Weber: Listening and communicating with both sides on issues and then making the best decision for all of Idaho.
Drollinger: Eighty percent of voters in the last election voted republican in Madison County. I would represent most of those constituents that live here in Madison County.
I would not legislate from a party perspective. My principles will guide my legislation. I am always willing to have discussions with those on the other side and see where we can meet in the middle without compromising my principles.
What role do lobbying entities play in the decision-making of Idaho legislators?

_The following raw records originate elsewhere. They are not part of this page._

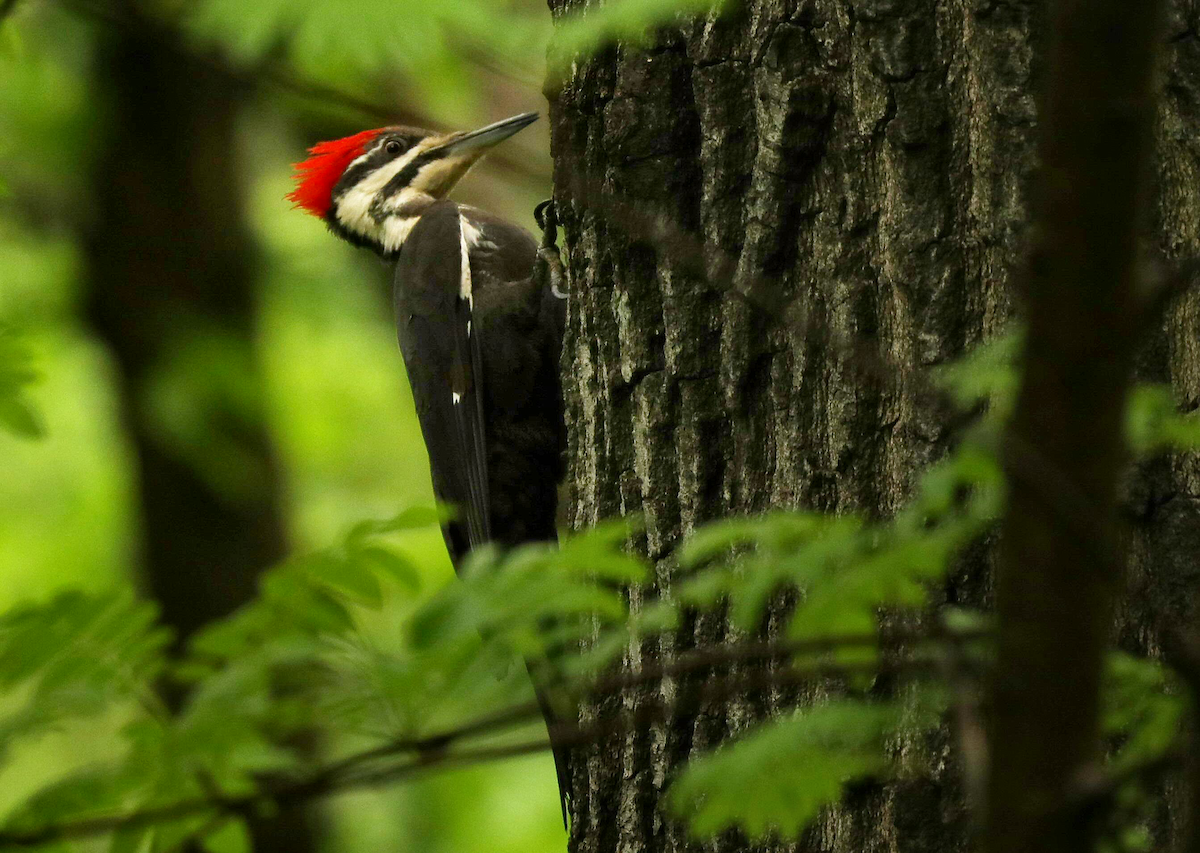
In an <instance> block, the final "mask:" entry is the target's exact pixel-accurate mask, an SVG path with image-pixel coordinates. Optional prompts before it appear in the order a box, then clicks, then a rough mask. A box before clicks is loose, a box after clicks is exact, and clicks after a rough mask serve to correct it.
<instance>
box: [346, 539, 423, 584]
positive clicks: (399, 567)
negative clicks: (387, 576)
mask: <svg viewBox="0 0 1200 853" xmlns="http://www.w3.org/2000/svg"><path fill="white" fill-rule="evenodd" d="M355 555H356V557H358V558H359V559H361V560H365V561H366V564H367V565H370V566H372V567H373V569H376V570H378V571H380V572H383V573H384V575H386V576H388V577H390V578H391V579H394V581H396V582H397V583H400V584H401V585H402V587H403V588H404V589H406V590H408V591H409V593H413V594H416V593H419V591H421V572H420V570H419V569H418V567H416V566H414V565H413V564H412V563H409V561H408V560H407V559H406V558H403V557H402V555H400V554H397V553H396V552H395V551H389V549H388V548H380V547H378V546H373V545H371V546H364V547H361V548H359V549H358V552H355Z"/></svg>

Drollinger: I know there is some influence in Boise when it comes to lobbyists. That would not change what my mission would be when I arrive there. My mission is to represent Madison County and vote for their interest.
Lobbyists will not deter me from accomplishing that mission. If those lobbyists agree with my mission, then I would be willing to work with them, but I would let them know I will never vote against what I believe is right.
Weber: Lobbyists play a critical role in providing key information on issues. It’s important for legislators to study it out for themselves, fact-checking and using all resources available when making decisions.
How can you encourage compromise, debate, and a bipartisan approach to introducing new legislation in Idaho?
Weber: I believe building relationships of trust is essential in working legislation. Listening, patience and hard work are key components.
Drollinger: I will always welcome debate during the legislative process, and I believe that is where the different views will come out and help with that bipartisan approach that should be involved during the process.
If I were to represent Madison County, I would be going there for their interest, and I would not bend my principles just to get along in Boise. I would always be open to others’ views and my mind could be changed as long it doesn’t go against my principles.
What parts of Idaho government could benefit from additional state funding? What part of Idaho government could be improved with financial cutbacks?
Drollinger: Idaho has received a lot of money from new arrivals to the state in the last two years. So much that we have had a huge surplus the last two years.
I believe we must find those things to fund that help protects the rights of Idahoans and help with the proper roles of government and then give the money back to the taxpayers.
Weber: Funding projects dealing with infrastructure, building a firm foundation for Idaho’s future. Water, Transportation, education, Broadband, Park and Rec, etc. Being fiscally conservative with Idahoans hard-earned tax dollar.